President Barack Obama on Monday unveiled a roughly $950 billion health care reform plan reflective of a Senate-passed bill that lacks a public insurance option and includes the “Cadillac” tax on high-cost health insurance plans opposed by many House Democrats.
The proposal requires most Americans to have health insurance coverage and provides federal subsidies to help pay for premiums. The administration is touting the plan as the largest middle-class tax cut for health care in history; an estimated 31 million more people will be able to afford health care under the plan. The unveiling comes just a few days before Obama’s Thursday bipartisan health care summit.
Senior administration officials said their proposal uses the Senate bill as “a starting point” but noted that it costs $75 billion more than the Senate plan, due largely to its inclusion of affordability tax credits and increased state Medicaid payments. But they emphasized that the proposal is fully offset.
The plan includes some features palatable to all parties: It bars insurance companies from denying coverage based on pre-existing conditions, and it reduces the deficit by $100 billion over the next 10 years by reining in waste, fraud and abuse.
Obama also throws a bone to House Democrats by stripping special Medicaid deals for certain states out of the Senate bill, while moving to close the Medicare prescription “doughnut hole” coverage gap. Several House Democrats vowed to vote against the Senate proposal because of its special deals for Nebraska, Florida, Louisiana and other states.
In a further show of his commitment to curbing abuse in the health care industry, Obama is also proposing the creation of a new Health Insurance Rate Authority that would have the ability to deny or scale back substantial insurance premium hikes — a new idea likely to draw GOP criticism for overreaching into the private sector.
The White House plans to use its proposal as the starting point for discussions at Thursday’s bipartisan health care meeting, which is still drawing skepticism from Republicans.
“This is our take on how to bridge those differences” between the House and Senate proposals, White House Communications Director Dan Pfeiffer said in a conference call. “This is the White House’s take on it.
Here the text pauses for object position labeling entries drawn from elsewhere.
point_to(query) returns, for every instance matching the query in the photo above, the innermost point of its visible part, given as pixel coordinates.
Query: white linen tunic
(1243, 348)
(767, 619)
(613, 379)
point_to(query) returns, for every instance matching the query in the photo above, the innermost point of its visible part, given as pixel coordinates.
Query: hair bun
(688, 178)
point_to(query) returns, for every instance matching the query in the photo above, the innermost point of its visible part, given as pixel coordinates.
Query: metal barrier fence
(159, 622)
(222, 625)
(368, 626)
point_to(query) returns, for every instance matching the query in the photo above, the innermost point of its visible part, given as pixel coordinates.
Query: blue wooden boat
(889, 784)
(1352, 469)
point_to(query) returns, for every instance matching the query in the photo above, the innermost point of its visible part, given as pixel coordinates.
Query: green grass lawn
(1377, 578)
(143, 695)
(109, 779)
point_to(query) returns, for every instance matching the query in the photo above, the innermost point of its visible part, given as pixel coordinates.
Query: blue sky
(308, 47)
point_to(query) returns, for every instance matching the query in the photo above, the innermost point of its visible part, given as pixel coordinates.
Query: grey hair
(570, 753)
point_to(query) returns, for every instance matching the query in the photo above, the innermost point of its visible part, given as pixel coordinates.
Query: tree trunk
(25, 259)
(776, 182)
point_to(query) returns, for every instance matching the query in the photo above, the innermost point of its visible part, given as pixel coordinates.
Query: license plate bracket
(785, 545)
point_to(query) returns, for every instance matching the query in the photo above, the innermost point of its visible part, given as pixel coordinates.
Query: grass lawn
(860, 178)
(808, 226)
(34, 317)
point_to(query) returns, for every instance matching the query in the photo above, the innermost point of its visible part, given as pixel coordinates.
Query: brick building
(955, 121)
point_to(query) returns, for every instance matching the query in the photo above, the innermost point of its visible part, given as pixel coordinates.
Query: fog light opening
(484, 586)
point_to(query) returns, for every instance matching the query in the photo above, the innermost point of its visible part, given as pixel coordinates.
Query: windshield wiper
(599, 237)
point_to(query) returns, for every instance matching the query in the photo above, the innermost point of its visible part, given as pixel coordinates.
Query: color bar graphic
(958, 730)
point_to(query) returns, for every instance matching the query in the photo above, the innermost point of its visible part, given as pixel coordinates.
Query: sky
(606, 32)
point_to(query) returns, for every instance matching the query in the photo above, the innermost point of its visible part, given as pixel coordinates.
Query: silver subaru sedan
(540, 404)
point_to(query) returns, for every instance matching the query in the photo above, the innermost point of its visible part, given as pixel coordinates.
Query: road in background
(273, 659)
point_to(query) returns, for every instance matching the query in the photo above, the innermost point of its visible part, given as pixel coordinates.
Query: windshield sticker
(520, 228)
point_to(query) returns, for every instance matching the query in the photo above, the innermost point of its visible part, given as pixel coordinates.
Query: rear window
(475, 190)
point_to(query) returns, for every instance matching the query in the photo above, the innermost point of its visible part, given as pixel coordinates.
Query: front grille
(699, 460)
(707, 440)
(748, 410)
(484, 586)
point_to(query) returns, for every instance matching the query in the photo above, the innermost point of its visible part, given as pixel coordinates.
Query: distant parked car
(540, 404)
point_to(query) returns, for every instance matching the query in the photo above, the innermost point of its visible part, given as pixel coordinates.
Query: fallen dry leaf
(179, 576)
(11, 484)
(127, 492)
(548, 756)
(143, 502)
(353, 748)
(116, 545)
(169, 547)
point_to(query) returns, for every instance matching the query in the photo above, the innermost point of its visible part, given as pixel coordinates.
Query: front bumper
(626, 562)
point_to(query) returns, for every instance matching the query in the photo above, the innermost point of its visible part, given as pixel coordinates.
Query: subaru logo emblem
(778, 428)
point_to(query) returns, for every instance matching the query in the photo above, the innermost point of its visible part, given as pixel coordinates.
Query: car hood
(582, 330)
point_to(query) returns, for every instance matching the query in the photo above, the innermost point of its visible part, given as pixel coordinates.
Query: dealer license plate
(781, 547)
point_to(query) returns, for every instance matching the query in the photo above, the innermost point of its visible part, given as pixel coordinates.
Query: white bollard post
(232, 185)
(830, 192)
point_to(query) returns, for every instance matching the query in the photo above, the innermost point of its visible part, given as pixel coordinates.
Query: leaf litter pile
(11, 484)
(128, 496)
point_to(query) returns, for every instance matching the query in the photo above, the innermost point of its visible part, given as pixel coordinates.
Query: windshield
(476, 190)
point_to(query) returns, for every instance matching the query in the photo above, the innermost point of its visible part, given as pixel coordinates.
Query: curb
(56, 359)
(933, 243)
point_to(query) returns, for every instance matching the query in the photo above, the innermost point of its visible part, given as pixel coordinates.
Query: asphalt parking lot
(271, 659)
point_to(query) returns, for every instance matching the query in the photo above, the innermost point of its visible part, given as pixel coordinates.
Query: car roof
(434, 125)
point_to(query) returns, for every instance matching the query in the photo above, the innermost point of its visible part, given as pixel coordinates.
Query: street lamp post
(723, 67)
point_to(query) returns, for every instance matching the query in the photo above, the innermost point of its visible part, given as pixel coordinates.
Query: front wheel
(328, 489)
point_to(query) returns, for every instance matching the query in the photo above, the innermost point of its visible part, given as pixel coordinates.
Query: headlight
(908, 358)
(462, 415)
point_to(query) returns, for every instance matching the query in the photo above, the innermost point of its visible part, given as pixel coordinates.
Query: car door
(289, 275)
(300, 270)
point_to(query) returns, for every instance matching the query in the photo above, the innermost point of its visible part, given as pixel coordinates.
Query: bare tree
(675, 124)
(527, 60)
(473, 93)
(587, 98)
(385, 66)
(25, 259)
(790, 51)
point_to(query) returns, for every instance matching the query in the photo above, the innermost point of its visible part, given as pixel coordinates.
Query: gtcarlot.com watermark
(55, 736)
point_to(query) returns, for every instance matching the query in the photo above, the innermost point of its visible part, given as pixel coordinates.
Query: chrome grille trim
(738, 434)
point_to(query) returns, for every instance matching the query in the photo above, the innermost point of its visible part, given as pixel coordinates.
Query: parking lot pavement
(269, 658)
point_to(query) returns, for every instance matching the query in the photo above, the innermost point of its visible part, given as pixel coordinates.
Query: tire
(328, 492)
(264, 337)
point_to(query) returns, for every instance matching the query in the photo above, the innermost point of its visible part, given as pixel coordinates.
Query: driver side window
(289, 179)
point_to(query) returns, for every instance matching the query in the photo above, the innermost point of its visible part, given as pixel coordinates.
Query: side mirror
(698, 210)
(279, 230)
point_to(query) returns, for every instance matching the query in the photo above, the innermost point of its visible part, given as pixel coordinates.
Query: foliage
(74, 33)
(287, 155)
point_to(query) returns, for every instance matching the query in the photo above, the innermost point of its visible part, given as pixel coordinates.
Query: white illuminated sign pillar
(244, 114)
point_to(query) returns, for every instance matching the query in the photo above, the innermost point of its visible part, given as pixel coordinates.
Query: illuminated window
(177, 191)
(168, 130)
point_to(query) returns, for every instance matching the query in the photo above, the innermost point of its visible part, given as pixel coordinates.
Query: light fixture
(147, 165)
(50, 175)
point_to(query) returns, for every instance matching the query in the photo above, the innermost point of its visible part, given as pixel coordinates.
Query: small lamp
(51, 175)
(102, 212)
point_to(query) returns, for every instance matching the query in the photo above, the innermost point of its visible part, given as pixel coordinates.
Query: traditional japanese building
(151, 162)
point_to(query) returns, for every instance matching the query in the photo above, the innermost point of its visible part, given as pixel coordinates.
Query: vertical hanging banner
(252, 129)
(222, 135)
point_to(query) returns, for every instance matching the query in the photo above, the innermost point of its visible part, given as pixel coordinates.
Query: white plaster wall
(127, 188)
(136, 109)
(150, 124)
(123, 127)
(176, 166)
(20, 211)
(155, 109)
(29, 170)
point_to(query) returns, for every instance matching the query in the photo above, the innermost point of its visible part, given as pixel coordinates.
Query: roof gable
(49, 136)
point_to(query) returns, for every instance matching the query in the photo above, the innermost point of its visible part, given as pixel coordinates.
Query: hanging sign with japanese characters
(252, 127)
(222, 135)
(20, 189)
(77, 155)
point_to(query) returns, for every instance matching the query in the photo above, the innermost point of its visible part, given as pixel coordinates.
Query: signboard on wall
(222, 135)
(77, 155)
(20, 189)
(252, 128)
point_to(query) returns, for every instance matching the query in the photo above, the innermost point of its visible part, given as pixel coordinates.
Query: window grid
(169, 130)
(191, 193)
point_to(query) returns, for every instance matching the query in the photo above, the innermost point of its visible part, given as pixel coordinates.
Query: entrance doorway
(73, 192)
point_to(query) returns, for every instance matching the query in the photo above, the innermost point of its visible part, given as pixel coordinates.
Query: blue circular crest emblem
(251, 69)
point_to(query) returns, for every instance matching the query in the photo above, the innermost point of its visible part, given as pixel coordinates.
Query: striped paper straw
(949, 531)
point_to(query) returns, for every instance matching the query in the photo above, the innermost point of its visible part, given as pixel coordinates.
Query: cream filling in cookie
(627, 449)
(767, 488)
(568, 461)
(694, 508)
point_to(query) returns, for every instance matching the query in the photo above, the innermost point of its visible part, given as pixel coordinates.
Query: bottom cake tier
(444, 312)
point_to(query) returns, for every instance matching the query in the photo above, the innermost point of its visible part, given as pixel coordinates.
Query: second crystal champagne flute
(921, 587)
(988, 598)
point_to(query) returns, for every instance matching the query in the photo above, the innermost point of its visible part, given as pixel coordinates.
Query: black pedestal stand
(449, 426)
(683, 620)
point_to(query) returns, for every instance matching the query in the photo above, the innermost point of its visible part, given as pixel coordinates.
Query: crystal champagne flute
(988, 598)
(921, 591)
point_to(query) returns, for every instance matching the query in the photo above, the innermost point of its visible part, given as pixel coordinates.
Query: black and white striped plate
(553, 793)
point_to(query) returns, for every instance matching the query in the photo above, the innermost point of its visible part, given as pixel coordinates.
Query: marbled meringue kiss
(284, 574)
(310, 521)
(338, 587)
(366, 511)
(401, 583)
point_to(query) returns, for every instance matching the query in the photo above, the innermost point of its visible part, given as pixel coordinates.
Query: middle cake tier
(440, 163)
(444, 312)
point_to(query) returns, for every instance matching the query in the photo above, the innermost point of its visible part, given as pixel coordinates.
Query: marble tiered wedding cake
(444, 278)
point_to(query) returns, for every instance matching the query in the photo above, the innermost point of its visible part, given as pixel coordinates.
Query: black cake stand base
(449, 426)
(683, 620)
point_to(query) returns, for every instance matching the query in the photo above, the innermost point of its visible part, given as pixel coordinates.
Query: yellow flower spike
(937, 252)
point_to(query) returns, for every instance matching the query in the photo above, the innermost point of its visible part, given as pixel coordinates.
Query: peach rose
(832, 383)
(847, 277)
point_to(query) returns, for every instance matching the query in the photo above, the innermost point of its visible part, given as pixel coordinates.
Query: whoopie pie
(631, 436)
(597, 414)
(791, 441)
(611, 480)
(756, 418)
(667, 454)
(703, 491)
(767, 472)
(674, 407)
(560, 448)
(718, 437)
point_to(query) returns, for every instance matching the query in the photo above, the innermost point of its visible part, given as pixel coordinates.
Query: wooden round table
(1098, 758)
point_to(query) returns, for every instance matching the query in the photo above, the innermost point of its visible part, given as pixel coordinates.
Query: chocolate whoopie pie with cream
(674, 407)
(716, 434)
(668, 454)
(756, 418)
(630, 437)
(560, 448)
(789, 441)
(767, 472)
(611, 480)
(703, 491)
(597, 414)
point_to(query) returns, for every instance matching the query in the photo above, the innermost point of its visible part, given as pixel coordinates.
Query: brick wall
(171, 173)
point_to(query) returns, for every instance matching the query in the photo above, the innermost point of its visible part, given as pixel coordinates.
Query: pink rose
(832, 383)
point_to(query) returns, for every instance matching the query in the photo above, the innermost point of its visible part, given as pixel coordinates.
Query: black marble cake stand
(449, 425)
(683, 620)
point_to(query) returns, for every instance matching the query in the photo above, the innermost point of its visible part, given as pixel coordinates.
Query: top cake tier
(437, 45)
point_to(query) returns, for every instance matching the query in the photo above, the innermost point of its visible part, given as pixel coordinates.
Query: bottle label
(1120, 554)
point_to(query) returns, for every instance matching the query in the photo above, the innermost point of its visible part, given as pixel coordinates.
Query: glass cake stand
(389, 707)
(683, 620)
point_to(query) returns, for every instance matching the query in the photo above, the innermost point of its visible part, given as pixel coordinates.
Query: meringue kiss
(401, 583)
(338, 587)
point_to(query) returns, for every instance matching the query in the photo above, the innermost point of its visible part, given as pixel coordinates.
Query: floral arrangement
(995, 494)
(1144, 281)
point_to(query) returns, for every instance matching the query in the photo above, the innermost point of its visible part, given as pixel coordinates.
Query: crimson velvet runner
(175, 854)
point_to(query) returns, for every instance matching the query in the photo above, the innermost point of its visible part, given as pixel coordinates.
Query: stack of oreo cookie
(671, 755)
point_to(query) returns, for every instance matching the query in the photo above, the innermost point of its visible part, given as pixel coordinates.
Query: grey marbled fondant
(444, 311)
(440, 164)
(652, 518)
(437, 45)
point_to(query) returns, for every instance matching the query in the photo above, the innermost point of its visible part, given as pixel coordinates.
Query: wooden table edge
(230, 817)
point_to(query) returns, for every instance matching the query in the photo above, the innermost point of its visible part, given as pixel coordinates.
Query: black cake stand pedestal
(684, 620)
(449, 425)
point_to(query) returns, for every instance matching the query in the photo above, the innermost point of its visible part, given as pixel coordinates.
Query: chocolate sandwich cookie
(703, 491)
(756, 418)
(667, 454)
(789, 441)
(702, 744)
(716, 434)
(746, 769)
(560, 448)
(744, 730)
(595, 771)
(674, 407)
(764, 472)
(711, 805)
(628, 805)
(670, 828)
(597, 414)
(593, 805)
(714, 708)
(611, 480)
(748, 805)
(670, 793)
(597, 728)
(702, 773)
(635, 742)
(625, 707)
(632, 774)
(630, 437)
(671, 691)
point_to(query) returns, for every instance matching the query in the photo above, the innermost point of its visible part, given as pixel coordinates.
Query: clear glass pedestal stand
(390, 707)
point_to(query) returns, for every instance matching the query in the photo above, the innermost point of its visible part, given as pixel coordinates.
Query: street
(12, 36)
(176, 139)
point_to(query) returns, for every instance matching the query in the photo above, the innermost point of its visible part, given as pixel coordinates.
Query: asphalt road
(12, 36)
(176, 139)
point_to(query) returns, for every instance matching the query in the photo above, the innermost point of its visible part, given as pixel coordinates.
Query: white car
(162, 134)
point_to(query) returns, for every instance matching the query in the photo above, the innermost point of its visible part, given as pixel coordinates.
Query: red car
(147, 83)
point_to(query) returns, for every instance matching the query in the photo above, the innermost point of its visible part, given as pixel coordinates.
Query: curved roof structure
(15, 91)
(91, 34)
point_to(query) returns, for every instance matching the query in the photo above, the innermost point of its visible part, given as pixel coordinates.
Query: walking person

We view this as the opening bid for the health meeting.”
Pfeiffer said Obama will be coming to the meeting with “an open mind to additional ideas” and he hopes Republicans will do the same by posting their own proposal online in advance of the meeting.
“We’re more than happy to post it on our Web site,” he said.
But Pfeiffer reiterated that the White House is still open to using reconciliation to pass a bill in the Senate on a simple majority — a stance that Republicans have said shows that Democrats are not ultimately committed to working in a bipartisan manner.
“The president expects and believes the American people deserve an up or down vote on health care reform,” he said. Reconciliation is still an option “if the opposition decides to take the extraordinary step of filibustering.”